HathiTrust: Text mining and analysis
Text mining and analysis with HathiTrust
Memorial University students, faculty, and staff have access to the HathiTrust Research Center (HTRC). The HTRC lets you conduct research with items in the HathiTrust digital library through computational analysis.
While items covered by current copyright restrictions cannot be read or downloaded, everything in HathiTrust, including in-copyright and public domain items, can be used for “non-consumptive” uses like text and data mining.

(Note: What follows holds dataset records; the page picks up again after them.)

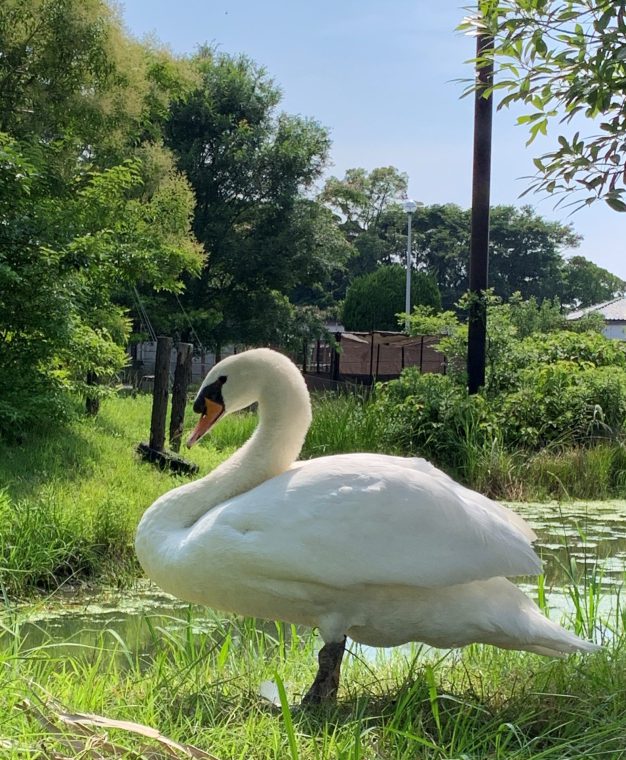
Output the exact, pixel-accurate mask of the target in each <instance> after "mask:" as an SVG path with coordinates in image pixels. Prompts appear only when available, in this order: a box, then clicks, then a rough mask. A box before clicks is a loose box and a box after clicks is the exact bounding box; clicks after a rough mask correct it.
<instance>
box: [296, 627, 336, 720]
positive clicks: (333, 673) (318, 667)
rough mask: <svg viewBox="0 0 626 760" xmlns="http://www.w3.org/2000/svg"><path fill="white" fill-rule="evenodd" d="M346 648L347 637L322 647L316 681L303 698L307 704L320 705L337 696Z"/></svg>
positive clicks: (330, 643) (315, 680) (315, 678)
mask: <svg viewBox="0 0 626 760" xmlns="http://www.w3.org/2000/svg"><path fill="white" fill-rule="evenodd" d="M345 648H346V637H345V636H344V638H343V641H339V642H336V641H335V642H333V641H331V642H328V644H324V646H323V647H322V648H321V649H320V652H319V655H318V658H317V660H318V663H319V667H318V670H317V675H316V676H315V681H313V684H312V686H311V688H310V689H309V690H308V691H307V693H306V694H305V695H304V698H303V699H302V704H303V705H305V706H310V705H319V704H322V703H323V702H329V701H332V702H334V700H335V699H336V698H337V691H338V690H339V677H340V674H341V660H342V658H343V653H344V651H345Z"/></svg>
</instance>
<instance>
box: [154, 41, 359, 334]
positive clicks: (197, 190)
mask: <svg viewBox="0 0 626 760" xmlns="http://www.w3.org/2000/svg"><path fill="white" fill-rule="evenodd" d="M192 63H193V66H194V67H195V69H196V71H197V73H198V79H199V81H198V84H197V86H196V87H195V88H194V89H193V90H192V91H191V92H189V93H188V94H187V95H186V96H185V97H184V98H182V99H180V101H179V102H178V103H176V104H175V105H174V106H173V107H172V111H171V116H170V119H169V121H168V124H167V128H166V136H167V145H168V146H169V147H170V148H171V149H172V150H173V151H174V152H175V153H176V156H177V159H178V166H179V168H180V169H181V170H182V171H184V172H185V174H186V175H187V176H188V177H189V180H190V182H191V183H192V186H193V188H194V191H195V194H196V199H197V206H196V213H195V216H194V231H195V234H196V236H197V238H198V240H200V241H201V243H202V244H203V246H204V249H205V251H206V254H207V261H206V266H205V268H204V270H203V272H202V276H201V278H200V279H199V280H198V281H197V282H194V283H190V286H189V290H188V294H187V295H186V297H185V301H184V302H185V305H186V307H187V308H188V309H189V311H190V313H191V312H193V313H194V315H195V319H196V320H197V324H196V330H198V332H200V335H201V337H202V339H203V341H205V342H207V343H209V344H210V345H213V346H214V347H219V346H220V345H221V344H223V343H224V342H225V341H227V340H232V341H237V342H243V343H245V342H250V343H254V342H257V341H259V340H260V337H259V336H260V333H259V330H258V321H259V320H261V319H263V318H265V319H266V320H268V321H270V320H272V319H273V317H272V314H273V311H272V310H269V311H268V310H267V309H266V308H263V307H262V306H260V310H258V311H255V312H254V315H253V314H252V313H251V312H250V308H249V306H250V303H253V302H256V303H258V304H259V305H261V304H263V303H269V302H271V301H272V299H274V298H275V297H278V298H279V300H280V299H281V298H282V296H284V295H291V294H292V293H294V292H295V291H296V290H297V289H300V294H301V295H302V293H303V292H304V290H305V289H307V288H314V287H315V286H316V285H317V284H318V283H319V282H325V281H326V280H327V279H328V278H329V277H330V274H331V273H332V272H333V271H334V270H335V269H336V268H338V267H341V266H342V265H343V262H344V261H345V259H346V257H347V256H348V255H349V252H350V250H349V247H348V246H347V245H346V243H345V241H344V239H343V238H342V236H341V235H340V234H339V232H338V230H337V228H336V225H335V223H334V221H333V219H332V216H331V214H330V213H329V212H328V210H327V209H324V208H323V207H322V206H321V205H320V204H319V203H317V202H316V201H314V200H310V199H307V198H305V197H304V195H303V192H302V191H303V190H305V189H306V188H308V187H310V186H311V184H312V183H313V181H314V180H315V179H316V178H318V177H319V175H320V173H321V171H322V168H323V166H324V163H325V161H326V158H327V153H328V148H329V138H328V134H327V132H326V130H325V129H323V128H322V127H321V126H320V125H319V124H317V123H316V122H314V121H312V120H309V119H304V118H301V117H296V116H288V115H286V114H278V113H277V107H278V104H279V102H280V93H279V90H278V89H277V87H276V86H275V85H274V83H273V82H272V81H271V79H270V78H269V77H268V76H267V74H266V72H265V71H264V70H263V69H262V68H260V67H258V66H256V65H255V64H254V63H252V62H251V61H250V60H249V59H247V58H245V57H243V56H241V57H236V58H233V57H230V56H227V55H221V54H217V53H215V52H214V51H212V50H210V49H208V48H205V49H203V50H201V51H200V52H199V54H198V55H197V56H196V57H195V59H194V60H193V62H192ZM274 302H275V301H274ZM253 317H254V318H253ZM270 327H271V325H269V324H268V325H267V328H268V329H270Z"/></svg>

HTRC Analytics provides a toolkit of services for large-scale computational analysis of the works in the HathiTrust digital library (although this site is advertisement-free, you may need to disable ad blockers or other browser extensions to load it correctly). In order to use HTRC, you must create a HathiTrust Analytics user account. With your HathiTrust Analytics account, you can perform data mining activities that fall into one of four categories: Datasets, Worksets, Algorithms, and Data Capsules. Learn more about tools offered through the HTRC.
For more information about the relationship between the HathiTrust digital library and research center, watch this short video from the University of Illinois.
Additional resources
-
HathiTrust Research Center Documentation: This wiki provides training materials as well as general information about HathiTrust, HT Analytics, and the HRTC. It also provides instructions for accessing Bookworm, algorithms, and getting into the data capsule environment.
-
HathiTrust+Bookworm: Bookworm visualizes word trends in texts contained in the HathiTrust Corpus. Easily generate a visual representation based on words, and apply a variety of filters such as date range, country of publication, literary form, etc.
-
Examples & Use Cases: Browse this list of projects undertaken using HTRC's text analysis tools.